In order to achieve the above object, an aspect of the present invention provides an image processing method, including:

identifying each frame of video image in a video to be processed to obtain change areas respectively contained in each frame of video image;

determining boundary information of a target area according to variation areas respectively contained in multiple frames of video images in a video to be processed;

and respectively intercepting each frame of video image in the video to be processed based on the boundary information to obtain the image to be processed contained in each frame of video image.

Preferably, before each frame of video image in the video to be processed is identified and the change regions respectively contained in each frame of video image are obtained, the method further includes the following steps:

performing convolution operation on each frame of video image in the original video based on a preset convolution kernel to obtain a result image corresponding to each frame of video image, wherein the preset convolution kernel is determined based on a second-order differential convolution kernel;

and combining the result image to generate the video to be processed.
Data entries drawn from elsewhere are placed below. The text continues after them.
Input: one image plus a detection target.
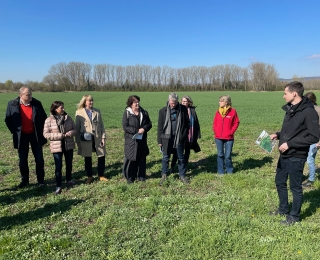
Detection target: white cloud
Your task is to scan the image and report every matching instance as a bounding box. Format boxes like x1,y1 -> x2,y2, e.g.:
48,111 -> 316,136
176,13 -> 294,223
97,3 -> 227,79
307,54 -> 320,59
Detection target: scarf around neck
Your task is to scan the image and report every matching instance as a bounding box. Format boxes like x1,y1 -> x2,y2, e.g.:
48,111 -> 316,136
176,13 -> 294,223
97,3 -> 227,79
219,106 -> 231,117
53,114 -> 66,134
162,103 -> 181,148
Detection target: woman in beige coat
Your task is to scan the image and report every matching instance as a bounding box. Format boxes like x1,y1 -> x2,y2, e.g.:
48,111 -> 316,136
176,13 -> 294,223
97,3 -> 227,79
43,101 -> 76,195
76,95 -> 108,184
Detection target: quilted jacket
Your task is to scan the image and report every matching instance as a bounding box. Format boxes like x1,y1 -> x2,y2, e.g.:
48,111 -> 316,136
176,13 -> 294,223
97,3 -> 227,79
43,114 -> 76,153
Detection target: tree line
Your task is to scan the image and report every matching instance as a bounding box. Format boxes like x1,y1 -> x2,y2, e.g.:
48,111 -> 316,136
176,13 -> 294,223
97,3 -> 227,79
0,62 -> 320,92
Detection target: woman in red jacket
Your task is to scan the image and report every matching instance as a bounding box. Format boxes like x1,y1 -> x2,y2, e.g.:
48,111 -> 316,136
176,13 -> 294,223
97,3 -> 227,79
212,95 -> 240,174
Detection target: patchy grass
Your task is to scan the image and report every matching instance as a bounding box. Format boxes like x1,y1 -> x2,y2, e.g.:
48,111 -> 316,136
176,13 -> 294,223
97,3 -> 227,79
0,92 -> 320,259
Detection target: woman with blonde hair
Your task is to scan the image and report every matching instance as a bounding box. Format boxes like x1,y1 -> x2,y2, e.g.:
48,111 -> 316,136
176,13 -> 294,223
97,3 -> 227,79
43,101 -> 76,195
76,95 -> 108,184
212,95 -> 240,174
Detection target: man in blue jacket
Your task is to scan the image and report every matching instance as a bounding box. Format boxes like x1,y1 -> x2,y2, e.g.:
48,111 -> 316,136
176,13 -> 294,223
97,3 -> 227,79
270,81 -> 320,225
5,86 -> 47,188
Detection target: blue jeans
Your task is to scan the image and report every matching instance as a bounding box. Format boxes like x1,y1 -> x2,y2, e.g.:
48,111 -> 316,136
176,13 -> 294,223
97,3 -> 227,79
215,138 -> 234,174
275,156 -> 306,221
307,144 -> 317,181
84,156 -> 106,177
161,144 -> 187,177
18,133 -> 44,183
53,140 -> 73,187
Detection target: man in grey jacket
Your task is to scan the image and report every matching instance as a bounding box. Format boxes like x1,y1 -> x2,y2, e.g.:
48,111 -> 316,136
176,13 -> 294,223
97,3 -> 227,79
158,93 -> 190,185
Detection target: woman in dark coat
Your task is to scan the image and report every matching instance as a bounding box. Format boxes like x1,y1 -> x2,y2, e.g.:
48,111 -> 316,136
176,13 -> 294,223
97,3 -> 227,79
170,96 -> 201,173
122,95 -> 152,183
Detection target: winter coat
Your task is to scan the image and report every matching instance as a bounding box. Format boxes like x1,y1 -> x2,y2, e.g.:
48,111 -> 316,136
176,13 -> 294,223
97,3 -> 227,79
276,97 -> 320,158
122,107 -> 152,161
5,97 -> 47,149
76,108 -> 106,157
158,103 -> 190,154
43,114 -> 76,153
212,107 -> 240,140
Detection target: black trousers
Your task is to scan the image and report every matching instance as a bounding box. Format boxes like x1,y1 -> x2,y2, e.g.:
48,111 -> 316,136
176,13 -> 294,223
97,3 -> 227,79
122,156 -> 146,182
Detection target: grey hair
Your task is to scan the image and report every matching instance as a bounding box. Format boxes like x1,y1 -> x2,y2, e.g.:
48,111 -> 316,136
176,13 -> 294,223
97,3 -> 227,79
19,86 -> 32,95
181,96 -> 193,106
168,92 -> 179,101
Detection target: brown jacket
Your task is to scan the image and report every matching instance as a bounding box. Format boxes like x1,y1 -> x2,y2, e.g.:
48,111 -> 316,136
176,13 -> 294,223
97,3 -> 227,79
76,108 -> 106,157
43,115 -> 76,153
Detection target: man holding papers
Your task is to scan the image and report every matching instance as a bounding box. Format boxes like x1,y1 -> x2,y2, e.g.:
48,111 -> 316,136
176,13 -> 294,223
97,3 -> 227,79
270,81 -> 320,225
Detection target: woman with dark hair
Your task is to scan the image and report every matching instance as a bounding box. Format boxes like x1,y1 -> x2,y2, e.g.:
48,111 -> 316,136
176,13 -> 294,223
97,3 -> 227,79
170,96 -> 201,173
76,95 -> 108,184
43,101 -> 76,195
122,95 -> 152,183
302,92 -> 320,187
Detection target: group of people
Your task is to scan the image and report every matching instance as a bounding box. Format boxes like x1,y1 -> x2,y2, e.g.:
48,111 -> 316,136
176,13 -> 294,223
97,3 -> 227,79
5,86 -> 239,194
5,81 -> 320,225
5,86 -> 108,194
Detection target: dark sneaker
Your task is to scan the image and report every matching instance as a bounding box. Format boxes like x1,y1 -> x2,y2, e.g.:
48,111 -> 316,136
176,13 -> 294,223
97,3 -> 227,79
67,180 -> 76,186
269,209 -> 288,216
54,187 -> 62,195
302,181 -> 313,188
159,174 -> 167,186
180,177 -> 189,184
280,215 -> 299,226
18,181 -> 29,189
127,179 -> 134,184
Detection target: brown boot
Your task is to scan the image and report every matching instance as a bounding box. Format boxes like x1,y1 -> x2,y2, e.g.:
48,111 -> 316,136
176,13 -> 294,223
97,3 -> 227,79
99,176 -> 109,181
86,177 -> 93,184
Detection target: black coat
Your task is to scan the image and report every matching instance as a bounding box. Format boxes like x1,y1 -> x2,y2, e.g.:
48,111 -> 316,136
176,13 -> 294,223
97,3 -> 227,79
122,107 -> 152,161
5,97 -> 47,149
276,97 -> 320,158
158,103 -> 190,154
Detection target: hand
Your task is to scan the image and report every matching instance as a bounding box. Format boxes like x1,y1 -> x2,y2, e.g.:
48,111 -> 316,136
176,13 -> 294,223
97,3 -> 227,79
279,143 -> 289,153
138,128 -> 144,135
270,134 -> 278,140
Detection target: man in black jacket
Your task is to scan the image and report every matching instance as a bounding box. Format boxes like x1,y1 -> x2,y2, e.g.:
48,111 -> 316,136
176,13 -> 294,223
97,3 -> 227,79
158,93 -> 190,185
270,81 -> 320,225
5,86 -> 47,188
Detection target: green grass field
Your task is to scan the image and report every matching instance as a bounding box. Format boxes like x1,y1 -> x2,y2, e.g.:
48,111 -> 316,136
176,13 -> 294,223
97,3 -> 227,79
0,92 -> 320,260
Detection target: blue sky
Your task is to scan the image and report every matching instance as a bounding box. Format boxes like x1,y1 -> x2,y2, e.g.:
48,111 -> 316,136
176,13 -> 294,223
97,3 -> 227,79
0,0 -> 320,82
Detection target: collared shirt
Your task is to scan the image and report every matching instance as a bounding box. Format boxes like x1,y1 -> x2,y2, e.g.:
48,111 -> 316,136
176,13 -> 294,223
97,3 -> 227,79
20,98 -> 31,107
Preferably, identifying each frame of video image in the video to be processed to obtain the change areas respectively included in each frame of video image, includes:

calculating each frame of video image in a video to be processed through a proximity algorithm to obtain a binarization mask video frame corresponding to each frame of video image;

performing Gaussian blur on the binary mask video frame to obtain a Gaussian mask corresponding to the binary mask video frame;

calculating the Gaussian mask to obtain a content mask matrix corresponding to the Gaussian mask;

and determining the change areas respectively contained in each frame of video image from the content mask matrix.
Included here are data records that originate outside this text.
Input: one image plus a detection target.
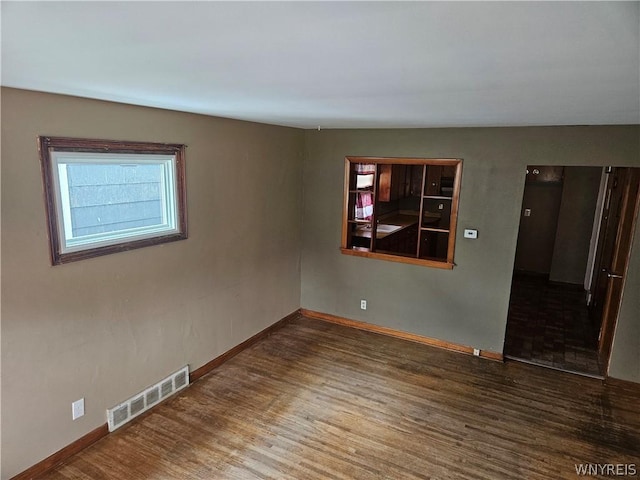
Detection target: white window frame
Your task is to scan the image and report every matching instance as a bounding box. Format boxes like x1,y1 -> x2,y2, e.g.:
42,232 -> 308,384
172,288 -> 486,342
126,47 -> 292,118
39,137 -> 187,265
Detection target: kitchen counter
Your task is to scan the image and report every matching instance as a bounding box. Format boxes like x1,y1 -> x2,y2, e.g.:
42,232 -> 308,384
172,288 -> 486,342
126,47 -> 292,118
356,213 -> 418,240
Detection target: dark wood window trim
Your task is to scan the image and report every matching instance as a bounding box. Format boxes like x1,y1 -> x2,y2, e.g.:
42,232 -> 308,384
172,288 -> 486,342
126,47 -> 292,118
340,157 -> 462,269
38,136 -> 187,265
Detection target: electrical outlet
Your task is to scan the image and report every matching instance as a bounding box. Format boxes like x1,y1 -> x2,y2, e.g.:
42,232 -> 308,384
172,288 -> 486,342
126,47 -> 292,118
71,398 -> 84,420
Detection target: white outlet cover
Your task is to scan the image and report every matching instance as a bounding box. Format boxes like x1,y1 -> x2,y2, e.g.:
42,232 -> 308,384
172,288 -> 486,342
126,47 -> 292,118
71,398 -> 84,420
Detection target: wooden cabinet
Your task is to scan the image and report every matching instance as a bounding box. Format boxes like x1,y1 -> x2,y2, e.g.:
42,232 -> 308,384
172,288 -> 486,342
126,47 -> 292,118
341,157 -> 462,268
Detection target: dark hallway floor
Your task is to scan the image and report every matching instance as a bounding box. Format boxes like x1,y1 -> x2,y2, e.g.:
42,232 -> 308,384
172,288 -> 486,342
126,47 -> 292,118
504,273 -> 603,376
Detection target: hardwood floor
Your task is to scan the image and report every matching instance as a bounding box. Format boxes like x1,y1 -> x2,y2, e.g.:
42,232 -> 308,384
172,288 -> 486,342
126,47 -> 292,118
41,317 -> 640,480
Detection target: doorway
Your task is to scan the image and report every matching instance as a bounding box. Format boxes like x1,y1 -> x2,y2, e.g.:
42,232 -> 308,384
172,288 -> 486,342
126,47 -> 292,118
504,165 -> 640,377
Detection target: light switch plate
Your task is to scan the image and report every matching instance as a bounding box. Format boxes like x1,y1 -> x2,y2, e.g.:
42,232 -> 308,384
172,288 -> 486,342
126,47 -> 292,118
71,398 -> 84,420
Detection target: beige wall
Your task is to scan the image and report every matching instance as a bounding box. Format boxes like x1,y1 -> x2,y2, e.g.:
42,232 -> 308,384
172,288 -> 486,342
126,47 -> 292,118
1,89 -> 304,479
301,126 -> 640,382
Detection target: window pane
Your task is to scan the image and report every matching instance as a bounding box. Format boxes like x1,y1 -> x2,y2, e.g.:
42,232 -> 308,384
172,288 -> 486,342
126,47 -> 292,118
61,164 -> 165,238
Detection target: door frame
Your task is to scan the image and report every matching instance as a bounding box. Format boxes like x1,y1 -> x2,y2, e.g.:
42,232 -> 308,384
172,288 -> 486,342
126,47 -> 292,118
598,167 -> 640,377
505,165 -> 640,378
Preferably, the operating the gaussian mask to obtain the content mask matrix corresponding to the gaussian mask includes:

carrying out corrosion operation on the Gaussian mask to obtain a corrosion mask corresponding to the Gaussian mask;

and performing expansion operation on the corrosion mask to obtain the content mask matrix corresponding to the corrosion mask.

Preferably, determining the variation regions respectively contained in each frame of the video image from the content mask matrix includes:

calculating the content mask matrix to obtain a row coordinate of a starting point of an enclosing frame, a column coordinate of the starting point and the width and height of the enclosing frame;

and respectively determining the change areas corresponding to the enclosing frames in each frame of video image according to the line coordinates, the column coordinates and the width and the height of the enclosing frames.
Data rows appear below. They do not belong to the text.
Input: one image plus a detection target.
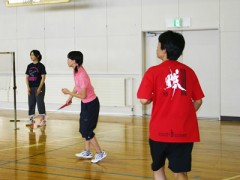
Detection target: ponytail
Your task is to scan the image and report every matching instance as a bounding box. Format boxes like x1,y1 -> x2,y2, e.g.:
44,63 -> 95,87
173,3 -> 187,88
67,51 -> 83,73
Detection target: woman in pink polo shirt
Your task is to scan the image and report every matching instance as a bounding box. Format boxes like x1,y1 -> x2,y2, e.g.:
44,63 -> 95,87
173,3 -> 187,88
62,51 -> 107,163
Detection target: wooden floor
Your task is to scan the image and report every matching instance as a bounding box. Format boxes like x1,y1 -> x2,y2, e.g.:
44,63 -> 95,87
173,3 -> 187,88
0,110 -> 240,180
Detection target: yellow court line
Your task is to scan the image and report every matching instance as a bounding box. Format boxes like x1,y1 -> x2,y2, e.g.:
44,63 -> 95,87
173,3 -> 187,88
0,127 -> 140,152
222,175 -> 240,180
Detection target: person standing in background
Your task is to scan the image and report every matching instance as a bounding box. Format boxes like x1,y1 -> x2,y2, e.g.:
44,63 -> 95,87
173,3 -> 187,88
62,51 -> 107,163
25,50 -> 47,127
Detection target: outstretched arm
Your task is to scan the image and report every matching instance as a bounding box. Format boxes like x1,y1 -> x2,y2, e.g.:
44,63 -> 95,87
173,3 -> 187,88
193,99 -> 202,111
140,99 -> 152,105
62,87 -> 87,100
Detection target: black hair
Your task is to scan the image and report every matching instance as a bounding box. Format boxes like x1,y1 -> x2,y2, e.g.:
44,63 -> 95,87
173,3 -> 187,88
30,49 -> 42,62
67,51 -> 83,73
158,31 -> 185,60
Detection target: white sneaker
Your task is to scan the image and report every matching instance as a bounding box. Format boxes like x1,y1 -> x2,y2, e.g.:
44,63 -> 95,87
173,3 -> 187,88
26,118 -> 35,126
75,150 -> 92,159
91,151 -> 107,163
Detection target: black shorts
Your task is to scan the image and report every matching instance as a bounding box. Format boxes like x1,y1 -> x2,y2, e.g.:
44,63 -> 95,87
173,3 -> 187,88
149,139 -> 193,173
79,98 -> 100,140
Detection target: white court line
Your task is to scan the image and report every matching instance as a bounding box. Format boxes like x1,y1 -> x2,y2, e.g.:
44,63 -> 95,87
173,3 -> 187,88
222,175 -> 240,180
0,126 -> 141,152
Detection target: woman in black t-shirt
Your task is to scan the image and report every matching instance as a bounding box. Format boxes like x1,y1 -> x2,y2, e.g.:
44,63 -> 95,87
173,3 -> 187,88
25,50 -> 47,126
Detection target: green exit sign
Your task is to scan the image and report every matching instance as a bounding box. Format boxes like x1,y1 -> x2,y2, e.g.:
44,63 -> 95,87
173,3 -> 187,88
173,18 -> 182,27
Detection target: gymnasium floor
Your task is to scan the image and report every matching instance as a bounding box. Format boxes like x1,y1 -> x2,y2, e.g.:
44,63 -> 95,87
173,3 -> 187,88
0,110 -> 240,180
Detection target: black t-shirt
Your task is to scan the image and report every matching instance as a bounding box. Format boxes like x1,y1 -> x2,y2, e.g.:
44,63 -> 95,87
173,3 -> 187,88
25,62 -> 47,87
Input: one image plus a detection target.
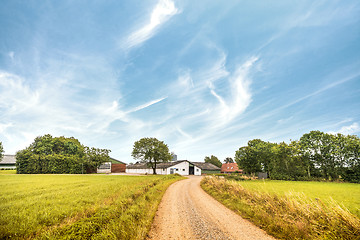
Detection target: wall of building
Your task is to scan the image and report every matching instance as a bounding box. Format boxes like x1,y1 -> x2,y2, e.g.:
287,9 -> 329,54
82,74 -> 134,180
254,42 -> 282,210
167,161 -> 189,175
111,163 -> 126,173
194,166 -> 201,176
96,162 -> 111,173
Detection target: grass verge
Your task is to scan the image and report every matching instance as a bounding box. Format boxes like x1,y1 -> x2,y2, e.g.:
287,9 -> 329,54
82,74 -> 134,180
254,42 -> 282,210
201,177 -> 360,240
0,175 -> 182,239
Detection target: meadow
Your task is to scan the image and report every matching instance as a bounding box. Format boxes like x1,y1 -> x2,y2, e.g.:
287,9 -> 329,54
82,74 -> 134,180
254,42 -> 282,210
233,180 -> 360,217
201,177 -> 360,239
0,173 -> 182,239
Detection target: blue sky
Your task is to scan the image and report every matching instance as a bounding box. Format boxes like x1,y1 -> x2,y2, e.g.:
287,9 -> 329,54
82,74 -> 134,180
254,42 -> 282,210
0,0 -> 360,162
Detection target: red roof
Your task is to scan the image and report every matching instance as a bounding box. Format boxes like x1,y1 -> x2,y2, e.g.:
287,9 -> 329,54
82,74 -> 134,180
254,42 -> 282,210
221,163 -> 242,173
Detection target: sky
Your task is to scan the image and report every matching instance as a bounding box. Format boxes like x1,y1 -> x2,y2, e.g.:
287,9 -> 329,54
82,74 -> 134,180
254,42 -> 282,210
0,0 -> 360,163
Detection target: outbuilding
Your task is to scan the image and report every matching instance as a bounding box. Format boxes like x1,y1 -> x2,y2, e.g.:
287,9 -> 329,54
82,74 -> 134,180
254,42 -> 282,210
0,155 -> 16,169
126,160 -> 220,176
97,157 -> 126,173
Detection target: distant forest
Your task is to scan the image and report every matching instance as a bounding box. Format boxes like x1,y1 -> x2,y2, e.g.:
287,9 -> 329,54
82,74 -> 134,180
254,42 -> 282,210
235,131 -> 360,183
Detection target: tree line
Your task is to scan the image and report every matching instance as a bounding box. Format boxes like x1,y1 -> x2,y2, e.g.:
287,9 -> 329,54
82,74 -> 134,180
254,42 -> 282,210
16,134 -> 110,174
235,131 -> 360,182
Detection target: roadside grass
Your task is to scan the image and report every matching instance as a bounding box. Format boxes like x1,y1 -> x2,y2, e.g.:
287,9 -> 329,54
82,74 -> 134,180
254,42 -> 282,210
0,170 -> 16,175
232,180 -> 360,217
201,177 -> 360,240
0,175 -> 182,239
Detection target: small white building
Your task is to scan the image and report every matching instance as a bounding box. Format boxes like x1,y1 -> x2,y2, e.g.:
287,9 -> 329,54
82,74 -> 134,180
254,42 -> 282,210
126,160 -> 220,176
96,162 -> 111,173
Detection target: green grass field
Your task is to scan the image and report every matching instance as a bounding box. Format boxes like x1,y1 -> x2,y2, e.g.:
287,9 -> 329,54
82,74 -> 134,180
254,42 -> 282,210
0,170 -> 16,175
201,177 -> 360,240
233,180 -> 360,217
0,174 -> 181,239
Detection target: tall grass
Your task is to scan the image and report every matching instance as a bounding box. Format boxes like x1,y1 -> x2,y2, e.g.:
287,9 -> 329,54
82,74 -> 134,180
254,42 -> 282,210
0,175 -> 181,239
201,177 -> 360,240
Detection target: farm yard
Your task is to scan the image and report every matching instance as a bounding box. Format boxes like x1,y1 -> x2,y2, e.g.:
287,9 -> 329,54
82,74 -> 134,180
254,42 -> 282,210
0,171 -> 182,239
201,177 -> 360,239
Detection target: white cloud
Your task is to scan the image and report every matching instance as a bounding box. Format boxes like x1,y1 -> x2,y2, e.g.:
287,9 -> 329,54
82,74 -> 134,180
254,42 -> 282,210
128,97 -> 167,113
8,51 -> 15,61
123,0 -> 178,49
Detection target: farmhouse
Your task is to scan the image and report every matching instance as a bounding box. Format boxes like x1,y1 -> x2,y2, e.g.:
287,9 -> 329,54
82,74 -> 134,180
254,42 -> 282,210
126,160 -> 220,175
0,155 -> 16,169
221,163 -> 242,173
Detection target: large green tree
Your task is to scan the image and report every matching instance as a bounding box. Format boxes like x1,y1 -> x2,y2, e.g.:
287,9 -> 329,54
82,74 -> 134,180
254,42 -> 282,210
204,155 -> 222,168
300,131 -> 341,179
16,134 -> 110,174
131,138 -> 172,174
Preferably, after the changed regions corresponding to the bounding boxes are respectively determined in each frame of the video image, the method further includes the following steps:

determining bounding box information corresponding to the change area of each frame of video image, wherein the bounding box information at least comprises a row coordinate of a starting point of the bounding box, a column coordinate of the starting point and the width and height of the bounding box;

storing the bounding box information corresponding to the change area to a fixed-length cache;

determining the boundary information of the target area according to the change areas respectively contained in the multiple frames of video images in the video to be processed, including:

reading the bounding box information of the change area respectively contained in a plurality of frames of the video images in the video to be processed from a fixed-length cache;

and determining the boundary information of the target area according to the bounding box information of the change area respectively contained in the multiple frames of video images.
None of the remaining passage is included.